The idea for twitris came to him as he watched a tragic series of events unfold on the social media channels. “On the 26th November, 2008 I was glued to the computer watching what was unfolding in Mumbai, India. That was the day when the terrorists struck. I noticed that the terrorists went from one place to another place, and then another place — there was a spatio-temporal thematic unfolding of the event.”
“On social media we were getting news ahead of the traditional media. We were getting stuff at a different level of granularity, at a different speed. We thought we should find a way to analyze the whole thing. Because you not only have just tweets, you have links to flickr and links to articles. People put up map information and diagrams. All these things act as pointers towards knowledge about a new event.
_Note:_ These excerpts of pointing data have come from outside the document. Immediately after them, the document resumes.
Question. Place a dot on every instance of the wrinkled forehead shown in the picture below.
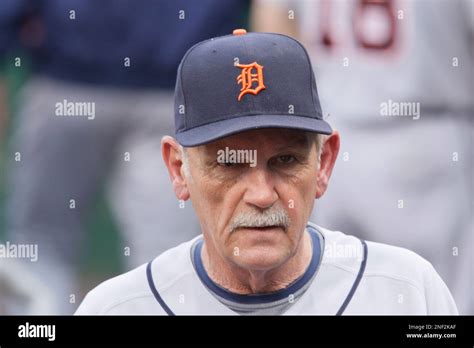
(276, 139)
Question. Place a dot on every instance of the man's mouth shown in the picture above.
(263, 228)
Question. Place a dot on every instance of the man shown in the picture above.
(94, 112)
(369, 55)
(249, 153)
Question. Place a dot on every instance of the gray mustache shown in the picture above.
(274, 216)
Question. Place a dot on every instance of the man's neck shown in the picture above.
(243, 281)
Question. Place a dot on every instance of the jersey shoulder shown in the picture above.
(130, 292)
(383, 260)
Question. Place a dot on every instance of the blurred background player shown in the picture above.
(367, 54)
(120, 58)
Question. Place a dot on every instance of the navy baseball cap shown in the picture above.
(245, 81)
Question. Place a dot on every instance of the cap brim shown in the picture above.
(213, 131)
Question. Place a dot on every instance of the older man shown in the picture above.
(252, 152)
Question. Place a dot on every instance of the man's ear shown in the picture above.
(170, 149)
(328, 159)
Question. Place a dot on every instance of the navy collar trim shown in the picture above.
(266, 297)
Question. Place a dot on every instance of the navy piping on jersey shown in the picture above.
(155, 292)
(356, 282)
(260, 298)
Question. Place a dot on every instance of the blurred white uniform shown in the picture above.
(399, 180)
(353, 277)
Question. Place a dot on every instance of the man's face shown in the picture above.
(255, 214)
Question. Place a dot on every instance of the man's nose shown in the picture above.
(260, 188)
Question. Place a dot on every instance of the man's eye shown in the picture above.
(286, 159)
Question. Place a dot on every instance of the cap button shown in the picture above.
(239, 32)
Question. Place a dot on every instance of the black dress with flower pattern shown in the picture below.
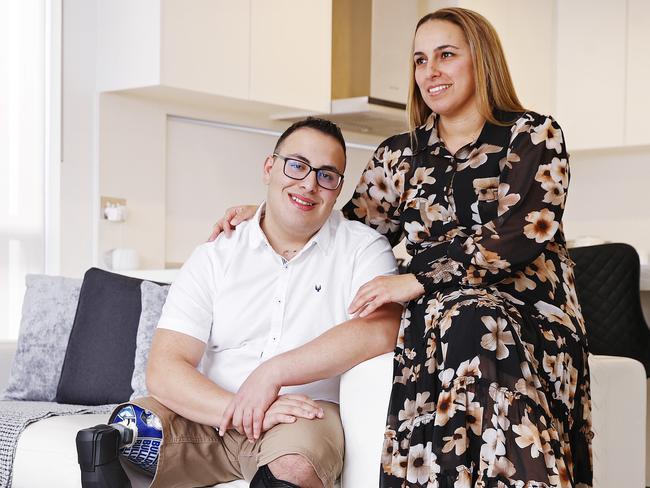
(491, 381)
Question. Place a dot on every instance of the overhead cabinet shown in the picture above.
(585, 61)
(201, 46)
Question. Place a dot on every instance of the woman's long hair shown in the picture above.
(494, 87)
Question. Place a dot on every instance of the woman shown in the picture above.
(491, 382)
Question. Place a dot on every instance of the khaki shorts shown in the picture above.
(193, 454)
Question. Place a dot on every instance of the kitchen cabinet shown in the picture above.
(290, 55)
(201, 46)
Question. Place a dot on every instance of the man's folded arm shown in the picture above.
(173, 380)
(339, 349)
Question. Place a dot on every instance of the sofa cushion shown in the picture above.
(153, 298)
(48, 313)
(98, 363)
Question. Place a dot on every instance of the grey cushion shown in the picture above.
(48, 313)
(153, 299)
(98, 363)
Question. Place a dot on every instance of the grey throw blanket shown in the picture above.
(15, 416)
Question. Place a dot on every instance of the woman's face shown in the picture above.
(443, 69)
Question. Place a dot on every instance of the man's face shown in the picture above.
(301, 207)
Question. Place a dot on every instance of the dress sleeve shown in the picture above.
(531, 195)
(377, 197)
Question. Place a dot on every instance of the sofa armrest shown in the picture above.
(618, 394)
(364, 395)
(7, 353)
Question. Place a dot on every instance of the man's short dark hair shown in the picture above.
(324, 126)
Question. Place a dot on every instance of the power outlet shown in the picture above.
(110, 202)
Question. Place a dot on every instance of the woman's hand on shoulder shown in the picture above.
(385, 289)
(231, 218)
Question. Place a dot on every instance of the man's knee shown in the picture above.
(295, 469)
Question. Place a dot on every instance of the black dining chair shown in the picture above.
(607, 284)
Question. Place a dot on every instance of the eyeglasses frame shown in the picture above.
(311, 168)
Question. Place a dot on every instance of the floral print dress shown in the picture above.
(491, 381)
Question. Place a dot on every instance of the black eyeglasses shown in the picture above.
(297, 169)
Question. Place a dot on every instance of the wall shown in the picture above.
(604, 200)
(608, 196)
(133, 147)
(78, 137)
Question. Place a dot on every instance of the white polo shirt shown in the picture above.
(247, 304)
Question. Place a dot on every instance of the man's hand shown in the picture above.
(258, 399)
(287, 408)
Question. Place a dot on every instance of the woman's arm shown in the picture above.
(378, 194)
(531, 196)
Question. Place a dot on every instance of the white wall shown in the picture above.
(609, 196)
(605, 199)
(78, 136)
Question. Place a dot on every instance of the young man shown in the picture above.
(253, 315)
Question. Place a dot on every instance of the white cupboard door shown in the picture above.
(638, 73)
(206, 45)
(591, 72)
(291, 46)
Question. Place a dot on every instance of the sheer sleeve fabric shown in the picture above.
(531, 195)
(376, 199)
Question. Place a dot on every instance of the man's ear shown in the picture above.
(268, 166)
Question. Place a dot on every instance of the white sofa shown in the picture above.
(46, 454)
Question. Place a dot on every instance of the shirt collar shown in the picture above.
(322, 238)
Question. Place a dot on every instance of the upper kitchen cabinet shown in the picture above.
(202, 45)
(638, 72)
(291, 53)
(591, 72)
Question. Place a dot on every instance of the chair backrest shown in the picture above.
(607, 283)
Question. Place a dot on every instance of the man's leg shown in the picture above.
(305, 454)
(190, 454)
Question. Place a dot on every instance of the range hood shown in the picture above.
(370, 65)
(361, 114)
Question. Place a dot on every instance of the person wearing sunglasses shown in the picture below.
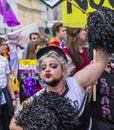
(7, 95)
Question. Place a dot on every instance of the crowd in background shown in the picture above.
(74, 44)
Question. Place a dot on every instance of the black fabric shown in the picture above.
(9, 102)
(4, 118)
(46, 50)
(22, 78)
(102, 125)
(84, 119)
(103, 108)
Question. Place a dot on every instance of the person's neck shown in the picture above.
(59, 39)
(60, 88)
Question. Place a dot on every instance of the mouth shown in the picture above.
(48, 75)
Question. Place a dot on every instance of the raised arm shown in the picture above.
(91, 73)
(13, 125)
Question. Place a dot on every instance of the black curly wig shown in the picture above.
(48, 111)
(101, 29)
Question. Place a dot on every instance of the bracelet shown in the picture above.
(13, 99)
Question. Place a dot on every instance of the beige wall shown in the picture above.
(30, 11)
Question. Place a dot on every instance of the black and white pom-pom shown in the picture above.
(101, 29)
(48, 111)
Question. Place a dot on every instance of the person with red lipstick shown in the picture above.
(55, 67)
(49, 109)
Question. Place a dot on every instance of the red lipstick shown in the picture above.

“So we started building this system for spatio-temporal thematic analysis. Later on, we stumbled across another dimension of analysis that we called people content network analysis. In many cases, with people such as journalists, politicians and students you can tell where they are coming from by their profile.”
At present the three subject areas that twitris is covering in extensive detail are Occupy Wall Street, the US elections and corruption in India. Twitris is able to provide answers to such questions as when you network, who is talking to who? How does information spread? How do you acquire audience? And how do you become an influencer on a particular topic?
According to Amit, “There is some very interesting analysis about Occupy Wall Street. What can we learn from each of these snapshots on different days on how the movement is changing? Is it involving more people? Are they able to convince the people? What is the role of academics? What say politicians? What say journalists? What’s happening in the particular discussion?”
This ability to not only analyze data but to also interact with it makes the capabilities of twitris very attractive to many potential users. Political organizations can keep better track of public sentiment, brand managers will be able to see how their products are performing. Anyone who needs to about or makes a living from predicting, measuring or just observing social trends could find this technology very useful.
The technology is currently available for commercialization and, “It is all semantic web technology. All the tweets get tagged and there massive amount of triples generated. There is a very healthy combination of text analysis and semantic web analysis that is going on behind the scenes. There is heavy use of RDF.
“Even though it all looks social media in the underlying semantic web technology plays a very critical role.”